In-memory Database Caching for Stream Processing — Siddhi

Published in

siddhi-io

12 min readJun 25, 2019

Source: http://adriangrigoras.com/blog/caching/

Integrated systems need to interact with databases as they depend on those for data storage, share information with other systems, and preserve system state over restarts and failures. One of the significant drawbacks of traditional databases is their higher read-write latencies compared to in-memory data stores, as the databases use hard disks for storing data. Though, such high latencies are generally acceptable for traditional transaction processing when they are used for stream processing use cases, where it is required to read and write millions of events pre-second, the additional latency introduced by the databases can reduce the overall throughput. In this blog, we will explore how in-memory data caching for such databases can help to improve the performance of a stream processing system, Siddhi.

In the following sections, we will discuss a sample use case for using database caching, the architecture of the Siddhi caching implementation, the configuration of Siddhi cache, simulations for performance evaluation, the results, constraints in using Siddhi database caching, and the conclusion.

1. Example Scenario

WSO2 API Manager uses Siddhi for analytics. The Siddhi queries for APIM Analytics uses many different database tables. Here, we will look at a simple Siddhi query that interacts with a table named ApimIPAccessSummary to fetch API access information upon each API request. The Siddhi query for this is as follows;

@info(name = 'Query1')
from RequestStream left outer join ApimIPAccessSummary
on RequestStream.key == ApimIPAccessSummary.applicationConsumerKey
               and RequestStream.ip == ApimIPAccessSummary.ip
insert into RequestWithAccessInfoStream;

Here, every time when an event arrives over RequestStream its key and ip attributes are compared against the table attributes applicationConsumerKey and ip respectively. If a matching entry is present for the key and ip, the corresponding event is then inserted into RequestWithAccessInfoStream including all the attributes from table and stream. For the purpose of this blog, this scenario can be thought as, if someone sends a request to an API, we check if that person has requested that API before and if so we send those details with the request into RequestWithAccessInfoStream.

This scenario will be simulated for the purpose of determining the performance of using database caching. Here, the ApimIPAccessSummary table has four columns; username, applicationConsumerKey, ip, and lastAccessDate, and out of these applicationConsumerKey, and ip are defined as primary keys. Further, in this experiment, the table is loaded with up to 10000 rows and it is queried every time when an event arrives in RequestStream. Therefore, if the stream has a rate of 1000 events per second, the table is also queried 1000 times per second.

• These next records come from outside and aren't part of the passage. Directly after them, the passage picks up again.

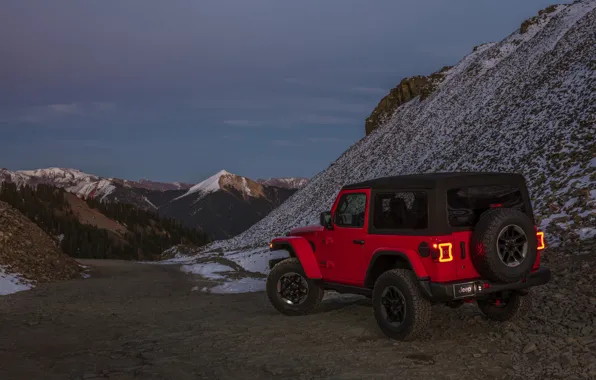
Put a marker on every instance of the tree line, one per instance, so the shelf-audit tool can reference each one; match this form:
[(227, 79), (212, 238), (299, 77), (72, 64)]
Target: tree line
[(147, 234)]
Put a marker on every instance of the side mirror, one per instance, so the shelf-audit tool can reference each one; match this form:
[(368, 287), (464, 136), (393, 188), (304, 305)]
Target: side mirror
[(325, 220)]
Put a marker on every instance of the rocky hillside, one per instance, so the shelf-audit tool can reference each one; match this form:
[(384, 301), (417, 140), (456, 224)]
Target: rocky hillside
[(286, 183), (526, 104), (408, 89), (27, 254)]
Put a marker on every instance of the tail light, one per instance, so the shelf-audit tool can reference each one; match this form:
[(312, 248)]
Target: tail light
[(540, 239), (443, 252)]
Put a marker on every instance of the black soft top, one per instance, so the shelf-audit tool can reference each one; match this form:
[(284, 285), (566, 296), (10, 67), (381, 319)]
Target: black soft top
[(439, 180)]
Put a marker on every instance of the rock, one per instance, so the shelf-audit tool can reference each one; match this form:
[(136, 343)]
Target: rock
[(30, 252), (510, 336), (406, 90), (530, 347)]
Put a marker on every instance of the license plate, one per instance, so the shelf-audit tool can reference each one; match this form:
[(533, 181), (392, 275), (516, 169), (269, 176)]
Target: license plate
[(467, 289)]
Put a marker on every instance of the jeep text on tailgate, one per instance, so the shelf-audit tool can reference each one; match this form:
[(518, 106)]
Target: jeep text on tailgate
[(412, 241)]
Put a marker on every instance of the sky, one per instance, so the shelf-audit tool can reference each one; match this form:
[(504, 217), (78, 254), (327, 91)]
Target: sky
[(177, 90)]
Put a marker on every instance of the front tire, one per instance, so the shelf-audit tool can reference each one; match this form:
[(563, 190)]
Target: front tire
[(400, 309), (290, 291), (510, 308)]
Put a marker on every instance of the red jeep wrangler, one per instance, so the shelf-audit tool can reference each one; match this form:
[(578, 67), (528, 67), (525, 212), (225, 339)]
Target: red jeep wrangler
[(412, 241)]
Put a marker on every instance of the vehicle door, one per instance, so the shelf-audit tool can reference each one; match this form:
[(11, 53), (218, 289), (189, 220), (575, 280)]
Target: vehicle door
[(345, 249)]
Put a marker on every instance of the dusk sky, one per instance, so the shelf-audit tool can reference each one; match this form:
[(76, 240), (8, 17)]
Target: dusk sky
[(178, 90)]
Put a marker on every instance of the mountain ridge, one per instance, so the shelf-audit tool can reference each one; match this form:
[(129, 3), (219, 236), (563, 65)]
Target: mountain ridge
[(526, 104), (214, 205)]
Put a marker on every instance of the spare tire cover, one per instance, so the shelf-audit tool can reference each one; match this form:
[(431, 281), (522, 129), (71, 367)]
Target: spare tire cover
[(504, 245)]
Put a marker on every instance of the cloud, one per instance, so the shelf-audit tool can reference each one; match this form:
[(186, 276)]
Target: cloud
[(242, 123), (283, 103), (328, 140), (326, 119), (369, 90), (64, 108), (50, 112), (298, 81), (103, 106)]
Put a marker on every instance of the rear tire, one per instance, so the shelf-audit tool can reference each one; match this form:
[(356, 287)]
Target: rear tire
[(290, 291), (400, 309), (512, 308)]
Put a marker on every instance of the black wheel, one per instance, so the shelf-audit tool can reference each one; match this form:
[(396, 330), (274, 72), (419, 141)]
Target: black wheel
[(290, 291), (399, 307), (506, 308), (504, 245)]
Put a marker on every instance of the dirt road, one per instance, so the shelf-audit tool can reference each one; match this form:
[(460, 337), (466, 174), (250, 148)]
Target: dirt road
[(143, 321)]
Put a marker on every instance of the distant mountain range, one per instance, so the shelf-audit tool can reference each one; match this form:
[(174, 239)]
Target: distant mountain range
[(222, 205)]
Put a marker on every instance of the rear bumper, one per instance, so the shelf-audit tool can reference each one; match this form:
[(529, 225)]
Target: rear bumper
[(480, 288)]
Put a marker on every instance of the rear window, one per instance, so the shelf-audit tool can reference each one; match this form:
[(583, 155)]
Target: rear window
[(466, 204), (400, 210)]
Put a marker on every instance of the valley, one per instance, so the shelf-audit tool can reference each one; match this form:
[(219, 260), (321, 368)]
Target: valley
[(221, 206), (131, 320)]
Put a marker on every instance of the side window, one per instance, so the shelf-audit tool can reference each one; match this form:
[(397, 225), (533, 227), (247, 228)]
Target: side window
[(401, 210), (466, 204), (350, 210)]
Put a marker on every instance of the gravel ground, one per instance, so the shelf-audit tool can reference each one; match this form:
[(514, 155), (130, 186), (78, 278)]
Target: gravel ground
[(143, 321)]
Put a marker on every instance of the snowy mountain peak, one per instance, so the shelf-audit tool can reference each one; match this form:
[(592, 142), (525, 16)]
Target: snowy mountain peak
[(224, 180), (209, 185), (57, 173), (296, 183), (525, 105)]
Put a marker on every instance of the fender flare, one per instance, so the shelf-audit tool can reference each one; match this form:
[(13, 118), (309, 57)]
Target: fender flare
[(300, 248), (408, 255)]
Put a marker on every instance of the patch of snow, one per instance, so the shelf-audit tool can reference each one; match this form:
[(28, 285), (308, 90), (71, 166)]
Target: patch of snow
[(531, 112), (256, 260), (242, 285), (150, 203), (208, 270), (587, 233), (209, 185), (12, 283)]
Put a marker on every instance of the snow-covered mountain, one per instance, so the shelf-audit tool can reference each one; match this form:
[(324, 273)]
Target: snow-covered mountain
[(83, 184), (526, 104), (72, 180), (288, 183), (223, 205), (225, 181)]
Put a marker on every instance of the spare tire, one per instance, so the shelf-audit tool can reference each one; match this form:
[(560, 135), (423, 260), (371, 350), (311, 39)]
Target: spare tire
[(504, 245)]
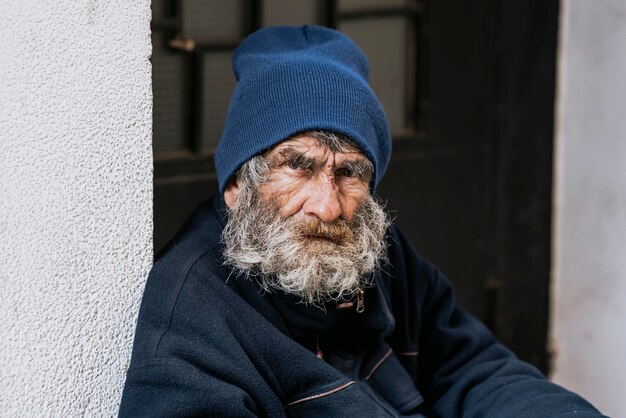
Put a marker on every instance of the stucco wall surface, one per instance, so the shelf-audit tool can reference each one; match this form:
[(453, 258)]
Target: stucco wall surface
[(589, 287), (75, 200)]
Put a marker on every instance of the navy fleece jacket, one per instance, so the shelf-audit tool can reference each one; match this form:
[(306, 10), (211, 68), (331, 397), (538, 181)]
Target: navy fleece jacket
[(209, 343)]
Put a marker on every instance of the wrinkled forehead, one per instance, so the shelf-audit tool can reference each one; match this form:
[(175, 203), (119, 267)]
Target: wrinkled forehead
[(313, 142)]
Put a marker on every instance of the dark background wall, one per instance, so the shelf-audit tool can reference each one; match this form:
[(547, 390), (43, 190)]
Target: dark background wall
[(468, 87)]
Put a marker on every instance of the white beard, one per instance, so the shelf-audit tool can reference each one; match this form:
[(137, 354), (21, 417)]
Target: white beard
[(314, 260)]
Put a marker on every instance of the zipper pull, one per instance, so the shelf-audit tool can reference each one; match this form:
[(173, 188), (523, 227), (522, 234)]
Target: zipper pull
[(360, 300)]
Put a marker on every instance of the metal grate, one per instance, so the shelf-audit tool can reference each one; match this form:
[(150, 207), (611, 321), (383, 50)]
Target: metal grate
[(192, 87), (289, 12)]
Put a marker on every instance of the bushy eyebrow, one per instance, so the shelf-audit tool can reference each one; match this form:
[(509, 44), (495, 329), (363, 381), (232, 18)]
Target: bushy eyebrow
[(297, 158), (361, 168)]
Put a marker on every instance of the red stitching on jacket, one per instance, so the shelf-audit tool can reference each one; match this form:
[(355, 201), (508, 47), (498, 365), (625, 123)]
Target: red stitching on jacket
[(321, 395), (377, 365)]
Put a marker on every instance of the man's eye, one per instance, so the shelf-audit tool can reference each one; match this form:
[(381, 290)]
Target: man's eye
[(294, 165)]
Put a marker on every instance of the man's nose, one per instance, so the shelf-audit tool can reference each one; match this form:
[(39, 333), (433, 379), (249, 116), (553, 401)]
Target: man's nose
[(323, 201)]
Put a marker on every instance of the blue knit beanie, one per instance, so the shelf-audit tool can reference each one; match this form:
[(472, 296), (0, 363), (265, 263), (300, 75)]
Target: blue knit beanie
[(296, 79)]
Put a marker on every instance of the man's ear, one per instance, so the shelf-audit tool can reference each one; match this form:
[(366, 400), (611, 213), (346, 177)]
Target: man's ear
[(231, 191)]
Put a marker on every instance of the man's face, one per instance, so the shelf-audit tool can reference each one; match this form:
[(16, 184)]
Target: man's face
[(309, 181), (308, 226)]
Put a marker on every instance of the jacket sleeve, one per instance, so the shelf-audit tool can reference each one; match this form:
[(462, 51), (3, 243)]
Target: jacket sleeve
[(463, 370), (165, 387)]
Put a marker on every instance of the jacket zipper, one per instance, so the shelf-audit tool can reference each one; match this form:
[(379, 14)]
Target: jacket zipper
[(360, 300)]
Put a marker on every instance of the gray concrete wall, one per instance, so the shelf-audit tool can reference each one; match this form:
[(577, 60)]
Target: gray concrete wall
[(589, 286)]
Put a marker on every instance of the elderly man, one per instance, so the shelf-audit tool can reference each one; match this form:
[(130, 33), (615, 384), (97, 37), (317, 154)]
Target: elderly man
[(291, 293)]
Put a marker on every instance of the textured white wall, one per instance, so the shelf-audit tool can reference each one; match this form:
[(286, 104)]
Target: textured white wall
[(589, 290), (75, 200)]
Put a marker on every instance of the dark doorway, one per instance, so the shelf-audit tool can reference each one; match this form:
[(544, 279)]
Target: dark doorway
[(469, 90)]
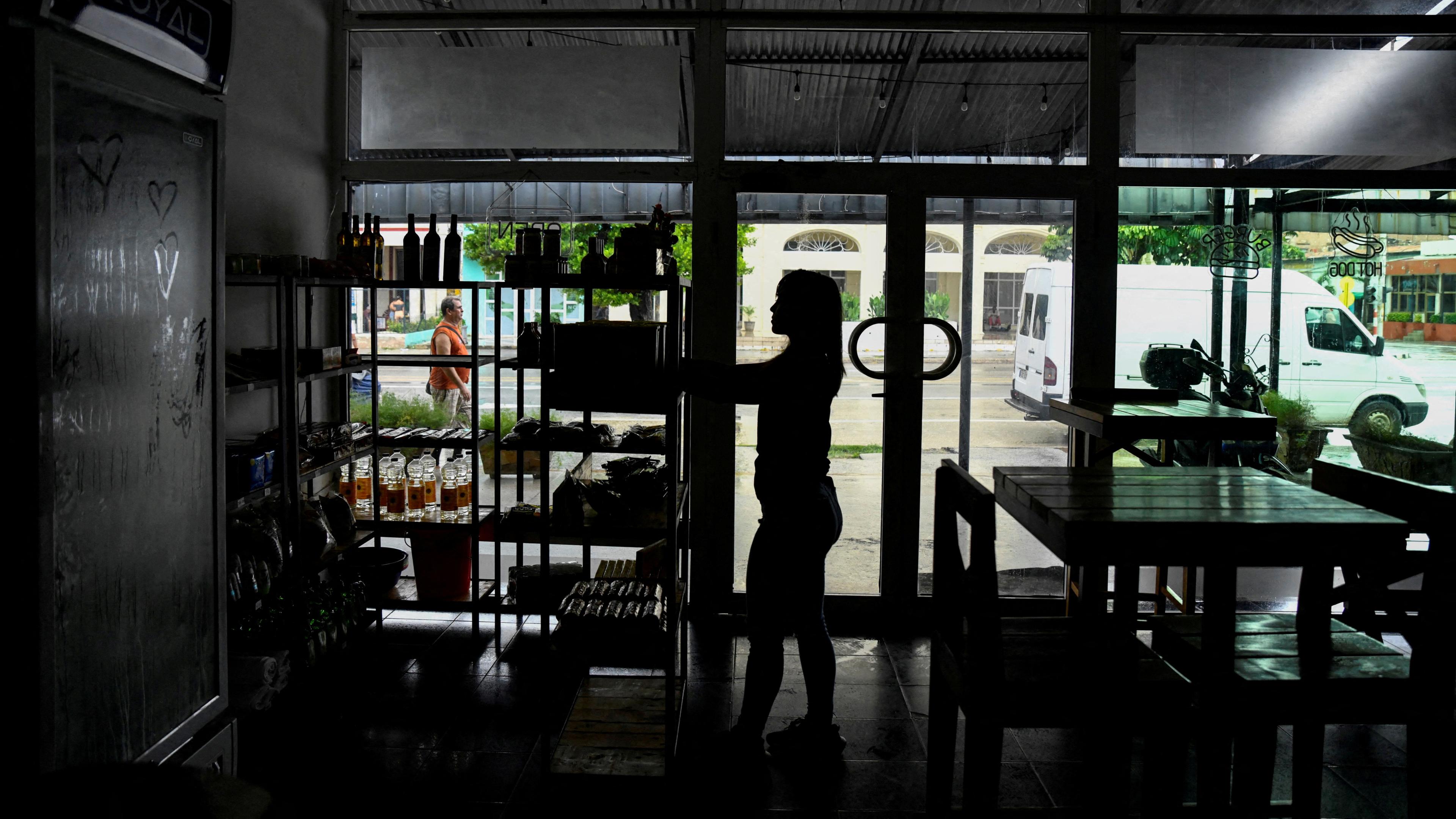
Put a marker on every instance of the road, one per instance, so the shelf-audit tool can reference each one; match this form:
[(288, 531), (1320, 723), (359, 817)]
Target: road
[(857, 414)]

As database access introduces latency, this, in turn, reduces the overall throughput of the system. The following sections discuss how we can improve this by using Siddhi database caching.

2. Database Caching Architecture and Implementation in Siddhi

(If you are only interested in using Siddhi cache, you can skip this section and refer the documentation, but if you are a Siddhi developer we encourage you to read this section.)

Siddhi core in Siddhi repo supports many extensions such as “siddhi-store-rdbms” to support different kinds of databases. As shown in the class diagram above, the database store extensions extending the AbstractQueryableRecoredTable class can benefit the use of cache without any modifications.

Since Siddhi has an InmemoryTable which supports all type of queries while storing data in in-memory (RAM), it is extended to write the CacheTable. This CacheTable is an abstract class and from Siddhi v5.1.0 onwards it supports three different cache policies as following.

FIFO — First-In, First Out
LRU — Least Recently Used
LFU — Least Frequently Used

All the policies maintain data according to the maximum cache size set by the user. Suppose cache max size is defined as 10 by the user, then 10 rows will be added to cache table and when the 11th event arrives in the stream, in the FIFO cache is used, the row that was added first will be removed to accommodate the 11th event. Similarly, LRU removes “Least Recently Used” and LFU removes “Least Frequently Used” to accommodate the new event.

Cache Expiry

Database tables are not local to a single SiddhiApp, and it can be shared among many SiddhiApps, and even with different processing engines and software systems. In these cases, the database table can be edited by any of the sharing parties. However, the Siddhi cache is only local to a single SiddhiApp, and therefore, it is important to ensure that the data is synced between the cache table and the corresponding database table to ensure correct behavior of the system.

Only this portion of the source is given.